Kubernetes Security Contexts
Every pod should have a restrictive security context:
- readOnlyRootFilesystem: true — Prevent filesystem modifications
- runAsNonRoot: true — Enforce non-root execution
- allowPrivilegeEscalation: false — Block processes from gaining additional privileges
- capabilities: drop: [ALL] — Remove all Linux capabilities, add back only what's needed
Network Policies
By default, Kubernetes allows all pod-to-pod communication. Lock it down:
- Default deny all ingress and egress — Start with zero access
- Allow only required communication — Frontend can talk to API, API can talk to database
- Block internet access — Most pods don't need outbound internet; block it unless explicitly required
- Use service mesh — Istio or Linkerd for mTLS between services
Resource Limits
Without resource limits, a single compromised container can consume all cluster resources:
- Set CPU and memory requests and limits for every container
- Configure LimitRanges to enforce defaults across namespaces
- Use ResourceQuotas to cap total namespace consumption
- Monitor for containers approaching their limits
Runtime Monitoring
Deploy runtime security tools to detect anomalous behavior:
- Falco (CNCF) — Detects unexpected system calls, file access, and network connections
- Sysdig Secure — Runtime threat detection + vulnerability management
- Aqua Security — Full lifecycle container security
- Tetragon (Cilium) — eBPF-based runtime enforcement
Container Security Checklist
Before deploying to production, verify each item:
Build:
- Non-root user configured
- Minimal base image (Alpine/distroless)
- Multi-stage build separating build and runtime
- Image scanned with zero high/critical CVEs
- SBOM generated and stored
Ship:
- Image signed and signature verified
- Stored in a private registry with access controls
- Admission controller blocking unsigned images
- Image promotion pipeline with gates
Run:
- Security context configured (non-root, read-only FS, no privilege escalation)

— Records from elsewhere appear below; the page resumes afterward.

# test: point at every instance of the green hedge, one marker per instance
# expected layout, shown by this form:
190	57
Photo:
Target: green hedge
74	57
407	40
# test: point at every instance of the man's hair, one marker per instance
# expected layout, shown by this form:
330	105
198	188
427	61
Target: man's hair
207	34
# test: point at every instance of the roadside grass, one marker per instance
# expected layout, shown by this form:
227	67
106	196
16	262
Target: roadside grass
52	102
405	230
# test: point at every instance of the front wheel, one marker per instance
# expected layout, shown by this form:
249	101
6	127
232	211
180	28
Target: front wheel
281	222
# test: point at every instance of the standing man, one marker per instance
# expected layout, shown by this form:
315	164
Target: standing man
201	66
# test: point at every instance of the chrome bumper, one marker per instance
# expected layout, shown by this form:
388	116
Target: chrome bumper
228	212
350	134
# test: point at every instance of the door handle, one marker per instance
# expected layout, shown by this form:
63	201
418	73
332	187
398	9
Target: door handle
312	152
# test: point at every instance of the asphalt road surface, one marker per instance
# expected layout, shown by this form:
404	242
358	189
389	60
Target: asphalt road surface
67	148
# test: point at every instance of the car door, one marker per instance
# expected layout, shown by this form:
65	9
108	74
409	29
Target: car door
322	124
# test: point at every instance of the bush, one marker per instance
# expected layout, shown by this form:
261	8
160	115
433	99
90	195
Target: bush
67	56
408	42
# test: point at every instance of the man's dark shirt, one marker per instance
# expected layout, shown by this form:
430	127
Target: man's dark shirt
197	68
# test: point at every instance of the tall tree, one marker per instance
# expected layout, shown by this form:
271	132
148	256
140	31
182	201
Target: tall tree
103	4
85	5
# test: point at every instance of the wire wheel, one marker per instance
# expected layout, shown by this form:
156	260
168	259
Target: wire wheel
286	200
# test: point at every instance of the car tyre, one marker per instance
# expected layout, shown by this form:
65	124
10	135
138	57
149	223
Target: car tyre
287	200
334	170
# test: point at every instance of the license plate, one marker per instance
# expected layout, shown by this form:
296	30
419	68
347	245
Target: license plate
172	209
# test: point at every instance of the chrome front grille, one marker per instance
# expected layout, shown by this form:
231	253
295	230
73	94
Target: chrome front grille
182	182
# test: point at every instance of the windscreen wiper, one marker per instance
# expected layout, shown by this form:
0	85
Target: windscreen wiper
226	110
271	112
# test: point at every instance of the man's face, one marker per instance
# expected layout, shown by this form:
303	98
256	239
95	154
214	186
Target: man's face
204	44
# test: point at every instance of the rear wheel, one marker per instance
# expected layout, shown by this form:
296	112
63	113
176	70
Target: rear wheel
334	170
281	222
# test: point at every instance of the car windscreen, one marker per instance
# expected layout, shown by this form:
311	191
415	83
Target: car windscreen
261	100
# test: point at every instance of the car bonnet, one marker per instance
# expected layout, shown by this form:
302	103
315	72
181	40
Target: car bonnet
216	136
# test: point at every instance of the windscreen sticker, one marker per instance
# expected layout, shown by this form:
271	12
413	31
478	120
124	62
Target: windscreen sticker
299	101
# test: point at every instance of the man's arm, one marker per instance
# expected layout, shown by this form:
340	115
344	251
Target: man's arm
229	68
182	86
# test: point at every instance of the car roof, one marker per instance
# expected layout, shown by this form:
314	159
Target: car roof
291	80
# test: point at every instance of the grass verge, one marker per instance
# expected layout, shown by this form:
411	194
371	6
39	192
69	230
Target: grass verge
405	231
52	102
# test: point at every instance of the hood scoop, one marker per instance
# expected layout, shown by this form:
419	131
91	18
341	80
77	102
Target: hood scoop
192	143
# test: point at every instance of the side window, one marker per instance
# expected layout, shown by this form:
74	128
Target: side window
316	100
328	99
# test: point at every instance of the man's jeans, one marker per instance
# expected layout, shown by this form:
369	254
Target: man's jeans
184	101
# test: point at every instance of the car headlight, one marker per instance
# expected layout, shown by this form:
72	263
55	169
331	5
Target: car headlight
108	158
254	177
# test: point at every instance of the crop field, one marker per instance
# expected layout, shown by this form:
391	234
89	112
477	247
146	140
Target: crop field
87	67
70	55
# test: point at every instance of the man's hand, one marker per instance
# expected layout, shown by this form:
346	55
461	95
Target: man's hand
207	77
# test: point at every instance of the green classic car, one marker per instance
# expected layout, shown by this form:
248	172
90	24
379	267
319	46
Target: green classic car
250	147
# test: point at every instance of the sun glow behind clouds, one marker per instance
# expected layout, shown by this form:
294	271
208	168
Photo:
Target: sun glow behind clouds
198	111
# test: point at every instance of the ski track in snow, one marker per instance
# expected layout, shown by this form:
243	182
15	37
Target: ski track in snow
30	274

- Network policies in place (default deny)
- Resource limits set (CPU and memory)
- Runtime monitoring deployed
- Secrets managed via external secrets operator (not env vars or ConfigMaps)
- Logging configured and centralized
Further Reading
- CIS Kubernetes Benchmark
- NIST SP 800-190 — Container Security Guide
- NSA/CISA Kubernetes Hardening Guide
- Sigstore — Container Signing
Remember: Container security is a shared responsibility. Developers build secure images, platform teams configure secure clusters, and security teams monitor for threats. No single team can do it alone.